Half-degree of warming could have big impact on water availability
Approximately 117 million more people could face water shortages if global temperatures increase 2 degrees Celsius above pre-industrial levels compared to a 1.5-degree Celsius increase in temperatures, a new study suggests.
The world's water cycle, including evaporation and precipitation, is expected to intensify with global warming, according to the study. This could affect the distribution of freshwater and constrain the global water supply, which poses risks to national food security, economic prosperity and societal well-being.
In a new study, published in Geophysical Research Letters, a journal of the American Geophysical Union, researchers examined how global freshwater could change under 1.5- and 2-degree Celsius increases in temperatures, targets set forth in the Paris Agreement.
Researchers used a newly-released model to determine a global assessment of water availability below normal conditions.
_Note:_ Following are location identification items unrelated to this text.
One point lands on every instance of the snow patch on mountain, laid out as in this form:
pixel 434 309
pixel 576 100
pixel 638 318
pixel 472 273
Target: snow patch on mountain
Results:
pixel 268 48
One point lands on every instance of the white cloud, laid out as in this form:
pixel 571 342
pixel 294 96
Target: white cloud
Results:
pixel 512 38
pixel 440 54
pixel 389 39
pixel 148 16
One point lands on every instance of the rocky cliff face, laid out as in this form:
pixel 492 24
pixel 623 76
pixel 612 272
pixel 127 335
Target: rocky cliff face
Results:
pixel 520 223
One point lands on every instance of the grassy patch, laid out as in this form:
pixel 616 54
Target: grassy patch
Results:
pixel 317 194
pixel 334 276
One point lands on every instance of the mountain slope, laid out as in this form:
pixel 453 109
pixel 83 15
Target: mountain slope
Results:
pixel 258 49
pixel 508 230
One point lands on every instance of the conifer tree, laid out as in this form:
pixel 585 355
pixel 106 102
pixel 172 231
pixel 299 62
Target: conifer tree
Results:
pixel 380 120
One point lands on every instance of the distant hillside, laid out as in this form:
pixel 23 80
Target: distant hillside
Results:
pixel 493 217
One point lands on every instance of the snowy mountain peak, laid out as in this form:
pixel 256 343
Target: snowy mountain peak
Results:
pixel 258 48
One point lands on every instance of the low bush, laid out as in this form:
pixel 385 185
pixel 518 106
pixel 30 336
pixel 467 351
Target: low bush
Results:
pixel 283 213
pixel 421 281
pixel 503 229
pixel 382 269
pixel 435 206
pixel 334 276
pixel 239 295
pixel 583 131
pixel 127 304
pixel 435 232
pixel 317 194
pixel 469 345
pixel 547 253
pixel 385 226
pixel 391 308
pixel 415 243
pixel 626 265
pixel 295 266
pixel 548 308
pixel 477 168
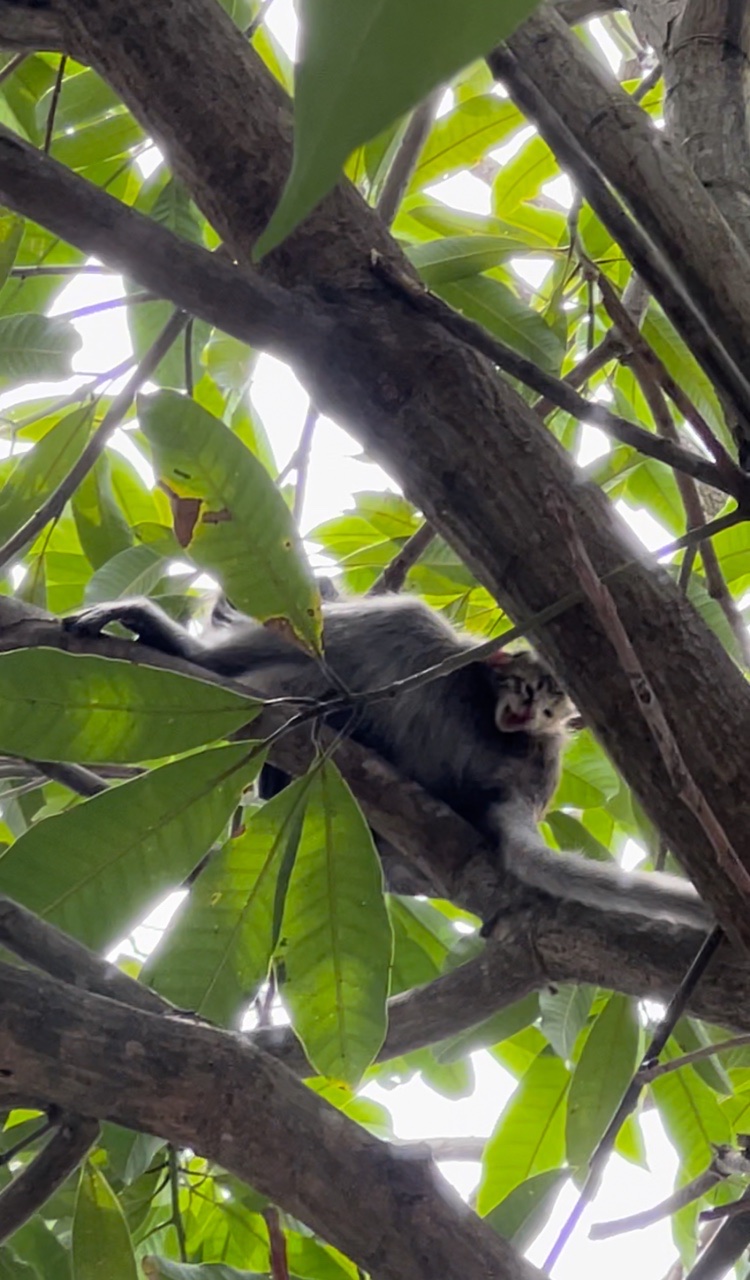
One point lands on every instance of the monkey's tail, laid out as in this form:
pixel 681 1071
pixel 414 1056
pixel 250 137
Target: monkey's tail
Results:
pixel 606 886
pixel 581 880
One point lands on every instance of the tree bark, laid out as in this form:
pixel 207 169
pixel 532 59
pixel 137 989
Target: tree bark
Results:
pixel 214 1092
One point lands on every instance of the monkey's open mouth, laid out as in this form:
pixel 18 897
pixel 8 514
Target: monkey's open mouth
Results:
pixel 516 720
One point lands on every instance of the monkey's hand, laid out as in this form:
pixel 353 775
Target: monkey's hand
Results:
pixel 140 616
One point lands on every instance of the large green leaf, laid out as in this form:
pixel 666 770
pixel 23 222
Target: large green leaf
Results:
pixel 36 348
pixel 602 1075
pixel 525 1210
pixel 529 1138
pixel 458 256
pixel 362 63
pixel 36 474
pixel 59 705
pixel 493 305
pixel 219 947
pixel 242 530
pixel 135 571
pixel 96 869
pixel 565 1011
pixel 101 1242
pixel 337 940
pixel 462 137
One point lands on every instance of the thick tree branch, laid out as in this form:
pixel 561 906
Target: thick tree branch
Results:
pixel 408 393
pixel 211 1091
pixel 649 173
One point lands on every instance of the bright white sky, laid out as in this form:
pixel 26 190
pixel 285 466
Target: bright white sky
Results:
pixel 335 475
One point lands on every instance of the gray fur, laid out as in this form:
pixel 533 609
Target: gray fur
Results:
pixel 443 735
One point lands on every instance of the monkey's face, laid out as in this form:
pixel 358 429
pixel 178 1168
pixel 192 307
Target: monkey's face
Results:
pixel 530 699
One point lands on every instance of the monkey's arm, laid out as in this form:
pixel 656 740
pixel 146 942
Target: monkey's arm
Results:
pixel 143 618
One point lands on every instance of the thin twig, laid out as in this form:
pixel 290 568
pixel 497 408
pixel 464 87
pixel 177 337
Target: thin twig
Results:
pixel 33 1185
pixel 12 65
pixel 639 346
pixel 405 160
pixel 723 1243
pixel 634 242
pixel 259 18
pixel 302 458
pixel 652 1073
pixel 88 389
pixel 62 269
pixel 174 1197
pixel 672 1015
pixel 94 309
pixel 188 357
pixel 730 480
pixel 54 504
pixel 682 781
pixel 678 1200
pixel 54 100
pixel 279 1267
pixel 76 777
pixel 393 576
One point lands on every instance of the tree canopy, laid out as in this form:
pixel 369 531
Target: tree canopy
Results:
pixel 604 286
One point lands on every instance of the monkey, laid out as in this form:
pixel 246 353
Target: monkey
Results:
pixel 486 739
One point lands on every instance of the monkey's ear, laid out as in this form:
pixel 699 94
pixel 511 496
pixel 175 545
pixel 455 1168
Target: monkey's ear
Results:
pixel 499 658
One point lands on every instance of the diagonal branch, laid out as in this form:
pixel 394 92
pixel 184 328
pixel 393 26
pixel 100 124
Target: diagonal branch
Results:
pixel 233 1104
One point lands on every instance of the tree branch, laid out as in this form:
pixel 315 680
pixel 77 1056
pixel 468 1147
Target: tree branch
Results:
pixel 237 1106
pixel 35 1184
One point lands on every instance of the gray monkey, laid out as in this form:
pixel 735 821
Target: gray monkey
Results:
pixel 486 739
The new model, called HAPPI experiments, is specifically designed to differentiate impacts between 1.5- and 2-degree Celsius warming targets.
"This is the first study to explore how limiting warming to 1.5 degrees [Celsius] would benefit global population exposure to water shortage using the HAPPI experiments," said Wenbin Liu, lead author of the study and assistant professor at the Chinese Academy of Sciences. "Some regions would be better off, but some regions would be worse off."
Previous research found more people worldwide would suffer from water shortages when temperatures increase. The new study shows the benefit of maintaining global warming at 1.5 degrees Celsius. Limiting global warming at 1.5 degrees Celsius translates to a less-severe decrease in water availability below normal conditions across most regions, including east and south Asia, east and west Africa and central Europe. For a few regions, however, this limit would be ineffective. Southeast Asia, northern Asia, southern Africa, southern Europe, the Mediterranean, eastern Canada, Greenland, Iceland, Alaska and northwest Canada would experience worsening water availability below normal conditions under both 1.5 degrees Celsius and 2 degrees Celsius of warming.
"Notably, limiting global warming at 1.5 degrees Celsius instead of 2 degrees Celsius would constrain the number of people suffering water shortage induced by water availability below normal conditions in many regions," second author Wee Ho Lim, of the Chinese Academy of Sciences and University of Oxford, said. "Nonetheless, such a limit is less effective in Alaska and northwest Canada, southeast Asia and the Amazon."
The findings of the new study provide international policymakers with information about the societal impact of water shortages triggered by freshwater availability below normal conditions on global and regional scales, according to the study.
"Apparently, there's going to be a spatial variation across different parts of the world," Lim said. "When you look at the global average, you can see the increasing drought risk should we not try our best to limit our greenhouse gas emissions to maintain the warming at as low a temperature as possible."